Based on your observation, what are some interesting interactions that help instil a stronger connection between coworkers? And how effective are these interactions?

Aside from using channels to organise our work into focus, Slack also uses the platform to maintain culture. There are more irreverent and fun channels to let employees hear from each other, build a wider sense of camaraderie and boost connectivity remotely. 

Further, teams are increasingly jazzing up remote meetings by setting virtual backgrounds during video calls, with some employees ending up on virtual islands – bringing a new meaning to the term remote working. We’ve also seen companies rolling out team activities remotely, such as organising time for monthly team trivias, creating channels where everyone talks about exercising, and even channels for water cooler chats. Another interesting example from our customer is setting virtual Zumba classes to its employees. 

People are expected to be able to transition themselves, adapting to the new unexpected work environment such as a virtual workplace. What are your tips for those who are still struggling?

For those who are new to telecommuting, know that this takes time. The lack of physical connection paired with movement restrictions can be disorienting but telecommuting isn’t going away anytime soon. 

However, with the lines between work and play blurring, some employees wake up and start work immediately, sometimes working well into the evening. Avoid that. Setting clear boundaries, having a routine and sticking to it will be helpful. 
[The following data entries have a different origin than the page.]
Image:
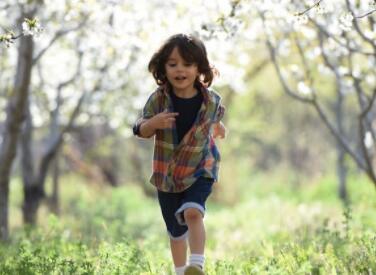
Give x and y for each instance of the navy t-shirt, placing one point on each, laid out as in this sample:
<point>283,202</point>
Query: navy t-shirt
<point>187,109</point>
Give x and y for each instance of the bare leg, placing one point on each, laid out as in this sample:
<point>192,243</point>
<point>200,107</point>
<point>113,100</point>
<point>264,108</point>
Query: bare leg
<point>179,252</point>
<point>194,220</point>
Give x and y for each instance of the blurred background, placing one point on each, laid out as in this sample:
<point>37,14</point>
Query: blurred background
<point>297,173</point>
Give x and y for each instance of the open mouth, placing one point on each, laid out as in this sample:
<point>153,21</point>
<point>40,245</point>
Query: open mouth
<point>180,78</point>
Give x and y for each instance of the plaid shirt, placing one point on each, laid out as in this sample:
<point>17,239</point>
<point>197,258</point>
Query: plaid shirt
<point>177,166</point>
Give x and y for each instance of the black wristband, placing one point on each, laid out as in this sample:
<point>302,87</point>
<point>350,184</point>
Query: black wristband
<point>136,129</point>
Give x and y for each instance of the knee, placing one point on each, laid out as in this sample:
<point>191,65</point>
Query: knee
<point>178,242</point>
<point>192,215</point>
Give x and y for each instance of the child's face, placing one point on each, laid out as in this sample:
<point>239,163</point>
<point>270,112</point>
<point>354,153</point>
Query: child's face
<point>180,74</point>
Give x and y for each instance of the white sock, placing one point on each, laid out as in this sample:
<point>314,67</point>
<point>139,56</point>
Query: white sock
<point>197,259</point>
<point>180,270</point>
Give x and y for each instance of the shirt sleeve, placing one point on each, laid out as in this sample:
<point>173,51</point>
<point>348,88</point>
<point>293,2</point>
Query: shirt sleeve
<point>150,109</point>
<point>219,113</point>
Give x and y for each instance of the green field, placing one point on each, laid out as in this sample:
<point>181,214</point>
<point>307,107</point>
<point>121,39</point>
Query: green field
<point>273,228</point>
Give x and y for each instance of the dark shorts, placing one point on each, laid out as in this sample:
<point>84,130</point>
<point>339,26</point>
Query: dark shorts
<point>174,204</point>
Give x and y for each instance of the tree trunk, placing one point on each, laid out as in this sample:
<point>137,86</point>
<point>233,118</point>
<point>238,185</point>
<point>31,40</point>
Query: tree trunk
<point>32,192</point>
<point>54,200</point>
<point>341,153</point>
<point>13,122</point>
<point>342,175</point>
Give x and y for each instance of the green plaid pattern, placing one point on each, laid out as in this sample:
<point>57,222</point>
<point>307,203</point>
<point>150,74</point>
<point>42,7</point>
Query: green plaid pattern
<point>177,166</point>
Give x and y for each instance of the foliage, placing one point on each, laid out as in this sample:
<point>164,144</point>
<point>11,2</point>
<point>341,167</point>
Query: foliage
<point>275,228</point>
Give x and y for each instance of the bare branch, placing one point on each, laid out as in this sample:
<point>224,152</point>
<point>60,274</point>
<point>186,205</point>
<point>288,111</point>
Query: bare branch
<point>366,14</point>
<point>58,35</point>
<point>339,42</point>
<point>309,8</point>
<point>358,29</point>
<point>273,56</point>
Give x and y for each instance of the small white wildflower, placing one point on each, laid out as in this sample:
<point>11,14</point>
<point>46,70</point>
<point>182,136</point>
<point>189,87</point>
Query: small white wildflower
<point>370,79</point>
<point>304,89</point>
<point>7,39</point>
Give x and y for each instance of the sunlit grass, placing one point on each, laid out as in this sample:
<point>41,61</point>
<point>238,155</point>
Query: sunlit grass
<point>273,228</point>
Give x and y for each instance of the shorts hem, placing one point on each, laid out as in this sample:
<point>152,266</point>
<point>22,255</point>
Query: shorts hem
<point>181,237</point>
<point>179,212</point>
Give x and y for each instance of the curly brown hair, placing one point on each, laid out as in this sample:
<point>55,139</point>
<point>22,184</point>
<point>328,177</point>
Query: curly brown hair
<point>192,50</point>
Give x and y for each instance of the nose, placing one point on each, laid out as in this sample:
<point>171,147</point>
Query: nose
<point>180,67</point>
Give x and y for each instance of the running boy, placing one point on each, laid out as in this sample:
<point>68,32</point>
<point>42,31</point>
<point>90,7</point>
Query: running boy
<point>184,116</point>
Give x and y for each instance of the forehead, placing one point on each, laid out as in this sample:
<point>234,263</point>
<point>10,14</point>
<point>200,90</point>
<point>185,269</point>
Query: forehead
<point>175,55</point>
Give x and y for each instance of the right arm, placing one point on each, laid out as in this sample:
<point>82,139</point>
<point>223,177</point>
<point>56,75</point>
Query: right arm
<point>162,120</point>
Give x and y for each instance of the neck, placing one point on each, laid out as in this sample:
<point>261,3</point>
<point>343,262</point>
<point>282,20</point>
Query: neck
<point>186,93</point>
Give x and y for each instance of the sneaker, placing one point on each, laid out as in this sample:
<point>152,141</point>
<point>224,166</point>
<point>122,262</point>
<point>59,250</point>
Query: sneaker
<point>193,270</point>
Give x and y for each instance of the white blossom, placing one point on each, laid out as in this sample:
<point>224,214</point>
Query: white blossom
<point>346,21</point>
<point>368,140</point>
<point>31,27</point>
<point>300,20</point>
<point>304,89</point>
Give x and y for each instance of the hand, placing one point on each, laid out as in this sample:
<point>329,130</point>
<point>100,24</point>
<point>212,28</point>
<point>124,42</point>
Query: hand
<point>219,130</point>
<point>163,120</point>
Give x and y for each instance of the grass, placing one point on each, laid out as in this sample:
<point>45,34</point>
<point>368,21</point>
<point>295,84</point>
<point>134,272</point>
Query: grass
<point>272,228</point>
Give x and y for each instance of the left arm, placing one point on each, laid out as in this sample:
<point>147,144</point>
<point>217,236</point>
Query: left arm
<point>219,130</point>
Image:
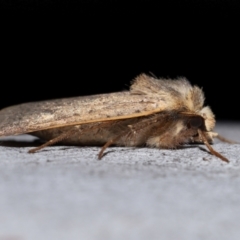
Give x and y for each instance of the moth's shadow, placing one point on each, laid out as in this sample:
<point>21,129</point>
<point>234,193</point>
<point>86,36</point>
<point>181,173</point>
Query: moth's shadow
<point>20,143</point>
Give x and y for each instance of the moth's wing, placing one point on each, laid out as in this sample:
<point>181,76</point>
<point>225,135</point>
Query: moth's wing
<point>35,116</point>
<point>147,96</point>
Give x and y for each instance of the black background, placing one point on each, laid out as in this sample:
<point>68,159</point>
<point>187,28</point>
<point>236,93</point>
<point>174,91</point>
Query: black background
<point>55,49</point>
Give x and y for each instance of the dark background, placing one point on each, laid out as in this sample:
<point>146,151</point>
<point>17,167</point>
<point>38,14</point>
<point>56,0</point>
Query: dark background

For managers, keeping employees engaged becomes more important than ever. The simplest thing to drive that forward is by encouraging a positive work environment, helping employees feel like a connected member on the team. Implementing processes that allow for more collaboration across the organisations, and providing access to information and easy methods of communication is necessary for boosting engagement. 

All the isolation during the outbreak could have a negative effect on our mental health which impacts our productivity. What strategy and advice do you have to maintain our mental health and wellness during these times?

The outbreak has no doubt disrupted everyone’s routines but, like it or not, this is the new normal. To be mentally positive, try the following:

● Stay connected with people —  While we may not be able to meet with our friends at this time, we can still jump on phone or video calls to keep in touch.

● Get away from work after work — Putting away work accessories like laptops after work, and having a space away from your workstation or desk, if possible, can help relax the mind. 

● Get some exercise, or go for a walk — We may not be allowed to stay out for long, but a quick exercise outdoors wouldn’t hurt, and will definitely lift one’s mood. 

Read also: How to Stop Workplace Fear and Racism against Asians as COVID-19 Cases Spiral (Q&A with Chee Tung Leong, the CEO of EngageRocket)

About Matt Loop: 

Matt joined Slack in December 2019 to help lead the growth efforts across Asia Pacific. Passionate about all things related to sales and helping elevate the sales profession, improving the working lives of my team/friends/customers, Matt helps make an impact on people’s professional lives through both technology and mentorship.